BBC Wales - Arts - Hugh Griffith

Hugh Griffith

Hugh Griffith

Hugh Griffith in costume for the BBC Playhouse production of The Joke, taken in 1974

Last updated: 12 January 2009

Winner of the best supporting actor Oscar for his role as Sheik Ilderim in Ben-Hur alongside Charlton Heston, Hugh Griffith is also fondly remembered by Welsh rugby fans for his role in television film comedy Grand Slam.

Born in Marian Glas, Anglesey in May 1912, he failed to gain entrance to university and so took up a career in banking, moving to London in his quest for acting opportunities.

Griffith won a place at the prestigious RADA but put his acting career on hold as he enlisted following the outbreak of World War Two. He served with the British army in India and Burma.

He began his film career in the late 1940s, breaking into Hollywood films in the early fifties. He starred in London Belongs to Me in 1948 and a year later in A Run For Your Money and Emlyn Williams' The Last Days Of Dolwyn in 1949.

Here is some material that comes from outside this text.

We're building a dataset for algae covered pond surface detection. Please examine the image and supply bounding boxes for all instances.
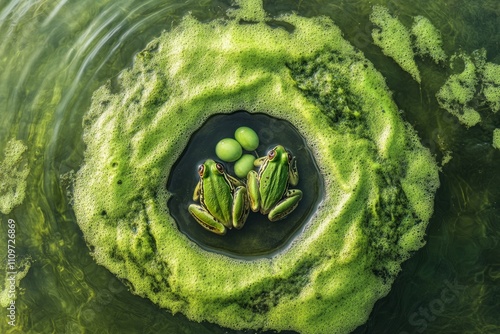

Fifties hits for Griffith included The Beggar's Opera (1953) with Laurence Olivier, The Sleeping Tiger (1954) with Dirk Bogarde, and comedy Lucky Jim in 1957, among a host of various television appearances. The film that powered him to Hollywood stardom was to soon to follow in 1959.

The role of the Sheik in Ben-Hur not only spurned the best actor in a supporting role Academy Award but also the best supporting actor award from the National Board of Review.

The early 1960s saw further success for Griffith. He starred in The Inspector (1962), Mutiny On The Bounty (1962) with Marlon Brando and Richard Harris and the 1963 blockbuster Tom Jones. For his role in the latter as Squire Western he received an Oscar nomination for best actor in a supporting role, a BAFTA nomination for best British actor and a Golden Globe nomination for best supporting actor, all of which unfortunately eluded him.

The late sixties saw success in comedy How To Steal A Million (1966) alongside Peter O'Toole and Audrey Hepburn, the hugely successful 1968 adaptation of Dickens' novel Oliver! with Oliver Reed and Harry Secombe, for which he was nominated for the Golden Globe for best supporting actor.

Another Golden Globe award nomination followed a year later, again for best supporting actor, for his role in The Fixer with Alan Bates and Dirk Bogarde.

Griffith continued his film career in the early 1970s with Start the Revolution Without Me alongside fellow Welshman Victor Spinetti and Wuthering Heights (both 1970) and a number of horror films including Cry Of The Banshee (1970), Whoever Slew Auntie Roo? (1971) and The Abominable Dr. Phibes and its sequel Dr. Phibes Rises Again (1971 and 1972 respectively) with Vincent Price.

He continued working in the later stages of his life, with various television appearances including an episode of BBC2's Playhouse. He starred in the 1978 version of The Hound Of The Baskervilles with Peter Cooke and Dudley Moore, but it was due to his appearance in another film with a distinctly Welsh flavour that same year why many fans still hold Griffith in such high esteem.

Television film Grand Slam, a comedy focusing on a group of Welsh rugby fans that travel to Paris to watch the final match of the season, starred Griffith as undertaker Caradog Lloyd-Evans alongside Windsor Davies and Dewi Morris. It was a huge hit, and remains popular with Welsh rugby fans today.

Griffith also enjoyed acclaim on the stage during his illustrious career notably playing, among others, King Lear, Prospero and Falstaff; he starred as Lear at Swansea's Grand Theatre in 1949.

He died aged 67 of a heart attack in May 1980, two weeks before his 68th birthday.